By Alexei Anishchuk
MOSCOW (Reuters) - Russia opposes U.S. and possible European oil sanctions against Iran, even if Tehran presses ahead with uranium enrichment which Western powers say serves military goals, Deputy Foreign Minister Sergei Ryabkov said on Wednesday.
Russia, which helped build Iran's first nuclear plant in Bushehr, has in recent months increased its criticism of Tehran's nuclear program.
But Tehran's long-standing ally still opposes additional Western sanctions which are expected to hurt Iran's economy.
"Regardless of any conditions ... be those the conditions in which the Iranian nuclear program expands or others, we are against the application of such measures against Iran," he was quoted by Russia's state-run Itar-Tass news agency as saying.
He said new sanctions would not strengthen nuclear non-proliferation and could lower chances for future dialogue with Tehran on its nuclear ambitions.
"Those sanctions have nothing to do with...strengthening nuclear non-proliferation," he said. "Secondly, (the previous sanctions) against Iran have not come closer to, but have moved further away from, a negotiated solution."
Washington imposed additional sanctions on Iran last month and the EU is expected to agree a ban on imports of Iranian oil this month in addition to the existing four rounds of U.N. sanctions.

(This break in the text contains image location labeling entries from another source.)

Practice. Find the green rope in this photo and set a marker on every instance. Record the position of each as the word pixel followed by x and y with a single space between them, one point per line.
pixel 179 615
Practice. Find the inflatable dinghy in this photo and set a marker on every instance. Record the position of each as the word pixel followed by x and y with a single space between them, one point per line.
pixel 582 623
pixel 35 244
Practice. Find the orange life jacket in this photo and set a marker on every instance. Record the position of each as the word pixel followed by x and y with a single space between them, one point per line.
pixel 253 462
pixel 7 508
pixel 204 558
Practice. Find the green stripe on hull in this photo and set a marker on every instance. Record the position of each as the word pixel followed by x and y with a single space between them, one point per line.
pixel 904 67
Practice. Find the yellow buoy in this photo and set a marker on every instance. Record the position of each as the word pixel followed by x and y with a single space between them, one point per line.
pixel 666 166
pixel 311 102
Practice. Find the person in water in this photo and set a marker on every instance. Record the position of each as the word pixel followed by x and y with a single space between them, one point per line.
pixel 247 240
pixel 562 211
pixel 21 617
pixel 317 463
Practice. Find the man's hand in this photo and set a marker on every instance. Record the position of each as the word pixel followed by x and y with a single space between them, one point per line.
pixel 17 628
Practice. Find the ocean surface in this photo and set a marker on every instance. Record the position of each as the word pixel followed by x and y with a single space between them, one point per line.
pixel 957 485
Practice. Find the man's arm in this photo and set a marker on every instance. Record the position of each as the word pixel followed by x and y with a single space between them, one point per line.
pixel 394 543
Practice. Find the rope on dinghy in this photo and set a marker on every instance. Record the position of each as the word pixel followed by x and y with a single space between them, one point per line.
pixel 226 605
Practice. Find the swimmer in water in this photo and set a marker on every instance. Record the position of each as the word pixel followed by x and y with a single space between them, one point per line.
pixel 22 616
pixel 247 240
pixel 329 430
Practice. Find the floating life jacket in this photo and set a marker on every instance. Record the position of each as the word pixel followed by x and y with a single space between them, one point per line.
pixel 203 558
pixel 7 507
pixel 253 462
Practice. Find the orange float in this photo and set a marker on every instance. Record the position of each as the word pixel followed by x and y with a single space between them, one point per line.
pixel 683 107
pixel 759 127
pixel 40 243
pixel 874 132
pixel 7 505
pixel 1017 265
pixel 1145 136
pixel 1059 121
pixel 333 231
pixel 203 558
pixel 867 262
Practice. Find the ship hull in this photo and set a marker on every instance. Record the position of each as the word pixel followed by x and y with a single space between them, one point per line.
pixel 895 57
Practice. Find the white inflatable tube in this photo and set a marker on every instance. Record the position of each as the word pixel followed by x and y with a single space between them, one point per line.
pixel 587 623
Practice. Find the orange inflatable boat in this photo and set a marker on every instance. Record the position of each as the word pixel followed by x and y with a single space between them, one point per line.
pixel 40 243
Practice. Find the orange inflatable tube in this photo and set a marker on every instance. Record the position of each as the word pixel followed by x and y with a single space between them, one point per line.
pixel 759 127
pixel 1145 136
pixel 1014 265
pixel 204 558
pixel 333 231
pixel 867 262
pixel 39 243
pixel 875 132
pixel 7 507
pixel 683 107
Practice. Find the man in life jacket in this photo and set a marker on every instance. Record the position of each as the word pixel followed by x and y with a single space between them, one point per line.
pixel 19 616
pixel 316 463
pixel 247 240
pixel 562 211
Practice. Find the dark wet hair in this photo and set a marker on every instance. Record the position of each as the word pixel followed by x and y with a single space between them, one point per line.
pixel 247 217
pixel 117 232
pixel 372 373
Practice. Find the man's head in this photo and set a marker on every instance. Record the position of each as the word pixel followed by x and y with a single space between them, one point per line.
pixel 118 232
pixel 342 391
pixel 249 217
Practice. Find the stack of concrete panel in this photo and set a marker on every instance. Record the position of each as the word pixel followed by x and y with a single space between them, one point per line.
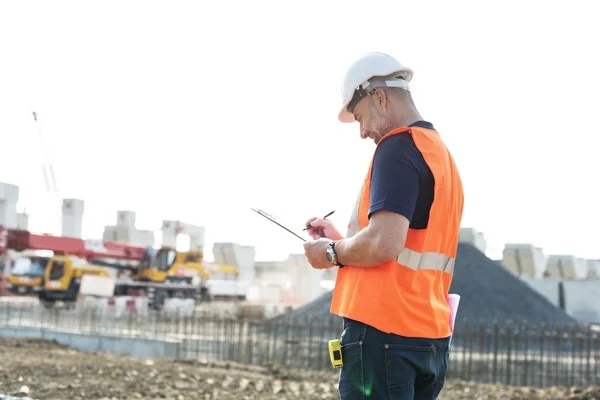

Iran confirmed this week it had started uranium enrichment near the Shi'ite Muslim holy city of Qom, prompting a stern Western reaction and a rebuke from the Russian Foreign Ministry saying it regretted the decision and was concerned about it.
Tehran, which says its nuclear program serves peaceful goals, reacted to Western sanctions by threatening to shut the Strait of Hormuz, the outlet for 40 percent of the world's traded oil, if its oil exports were targeted, raising tensions in the region.
Ryabkov warned the West against escalation in the narrow strait linking the Gulf of Oman and the Persian Gulf.
"A military operation against Iran would be a grave mistake, a brutal miscalculation," he said. "The consequences of such a hypothetical development would be far-reaching for regional and global security."
Iran carried out naval exercises earlier this month in the Persian Gulf close to the strait, guarded by a U.S.-led international naval strike force. The United States said it would use force if Iran blocked the strait for navigation.
Ryabkov said the door for six-power talks on Iran's nuclear program remained open, a year after they stalled with Tehran saying its right to enrich uranium was non-negotiable.